13th May 2019 — The Ocean Polymers team had the pleasure of engaging the thoughts and ideas of the students, aged 7-13, at this unique and historical school’s Friday morning assembly.
The Ocean Polymers project plans to deliver a fleet of marine based waste processing systems which will go directly to the heart of the problem, operating in the world’s oceans, river mouths and estuaries. Producing valuable synthetic gas from the plastic and waste collected, this will be utilised to fuel the boat making it a fully sustainable project.
One element of the projects work focuses on the sharing of knowledge and raising awareness of the problem, in a bid to help people understand their part and how we are all connected to the ocean. Working with schools and communities is a key part of the Ocean Polymers mission and values.
St Georges School, Windsor castle is a unique school steeped in heritage and tradition situated in the most beautiful surroundings. Uniquely, through an alignment with Dive Crew of Crowthorn, (the UKs only Gold Star IDC Centre) Scuba diving is on the curriculum for the students.

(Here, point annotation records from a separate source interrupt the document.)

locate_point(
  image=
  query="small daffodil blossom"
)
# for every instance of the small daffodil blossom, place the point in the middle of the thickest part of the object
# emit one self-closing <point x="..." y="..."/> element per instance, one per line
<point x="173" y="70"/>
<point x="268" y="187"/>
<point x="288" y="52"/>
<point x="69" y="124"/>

Executive Director, Project and Operations Manager Heather Wigglesworth said of the opportunity: “What an absolute honour to talk ideas and consider the impact of the mess we have made in our oceans with an exceptional group of children. Their questions and genuine concern at the damage we have caused is so reassuring that the next generation really care about the mess their predecessors have made. The fact this school facilitates an introduction to scuba diving at an early age, which always generates an inherent love of our ocean planet, is just fantastic. I can’t think of an audience I would enjoy engaging more.”
Head Master William Goldsmith reflected on the morning saying: It was an absolute privilege for our school community to hear of such an inspirational initiative this morning, and it truly captured the interest and hearts of the pupils and staff alike. As we consider how much damage we are doing to our oceans, and therefore the global environment and our own humanity on such a devastating scale, I couldn’t have been more reassured to watch how our young people responded so powerfully to the talk. As we look to the next generation to deal with the challenges left to them by decades of neglectful actions, I could see a strong reaction, challenging questioning and a collective thought process from the pupils to make a difference. The buzz around school today from staff and pupils, all wanting to do something to help this project, demonstrates the opportunity for change. As one Year 5 pupil asked, “At what stage does the damage become irreversible?”